Nie chodzi o przedłużenie ulicy Literatów, bo ona idzie po skarpie, chodzi o przedłużenie drogi pod skarpą, prowadzącej do Obór. Zakładałem, że planowano przedłużyć jedynie na odcinku wzdłuż łąk, ale jeśli ktoś wpadł na genialny pomysł poprowadzenia jej wzdłuż całego rezerwatu, aby była jednokierunkowa i był tam dogodny wyjazd to gratuluję. Z tego co wiem posiadacze garaży na Grapie irytowali się na tę koncepcję, że w soboty będą mieli zablokowany wyjazd, jeśli ma się z tym wiązać pomysł zniszczenia jednego z najładniejszych zakątków K-J i poprowadzenia drogi wzdłuż granicy rezerwatu, co wiąże się z jego likwidacją to pozostaje załamać ręce, że gmina odzyskała po latach łąki oborskie.
Nie chodzi o sam fakt wykopalisk, raczej sposób ich przeprowadzenia i zakres - włącznie z faktem, że robione są przed uchwaleniem planu zagospodarowania, najwyraźniej ktoś pomija tak drobny element, uznając za oczywiste, że to tylko szczegół.
Na żółto oznaczyłem nadsypany teren. Rośliny już dawno wycięto, zostało kilka drzew. Akurat ten teren przyległy do garaży a tym zyskał, problem polega na tym, że wjechano na granicę rezerwatu (gruba czerwona linia). Tam piachu nie sypano, na zielono zaznaczyłem miejsce które rokrocznie porastały krzaki, w tym roku w tajemniczy sposób znikły. Obszar niebieski to niwelacja i sianokosy.

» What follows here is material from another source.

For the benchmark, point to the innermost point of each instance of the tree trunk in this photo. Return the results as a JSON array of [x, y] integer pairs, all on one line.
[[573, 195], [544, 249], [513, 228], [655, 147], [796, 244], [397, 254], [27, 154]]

Nie chodzi o sam fakt zagospodarowania części łąk - choć notabene ciekawi mnie ile pieniędzy na to planuje przeznaczyć UMiG, bo teren w części bliższej rezerwatowi jest mocno zabagniony, rok temu w zimę woda była tam powyżej kolan, co sprawdziłem niestety osobiście. Łąki też trzeba będzie nadsypać, bo położenie nawet płyt betonowych tematu nie rozwiąże- chodzi o sposób. Jak rozumiem ktoś zapewne pomyślał, ze dzięki zalaniu łąk betonem i wybudowaniu drogi wzdłuż skarpy gdzie wciąż można spotkać jaszczurki, lisy, zaskrońce, nie wspominając o tej żabce którą przyjeżdżają do nas oglądać tłumy, coś rozwiąże. Tylko jakim kosztem?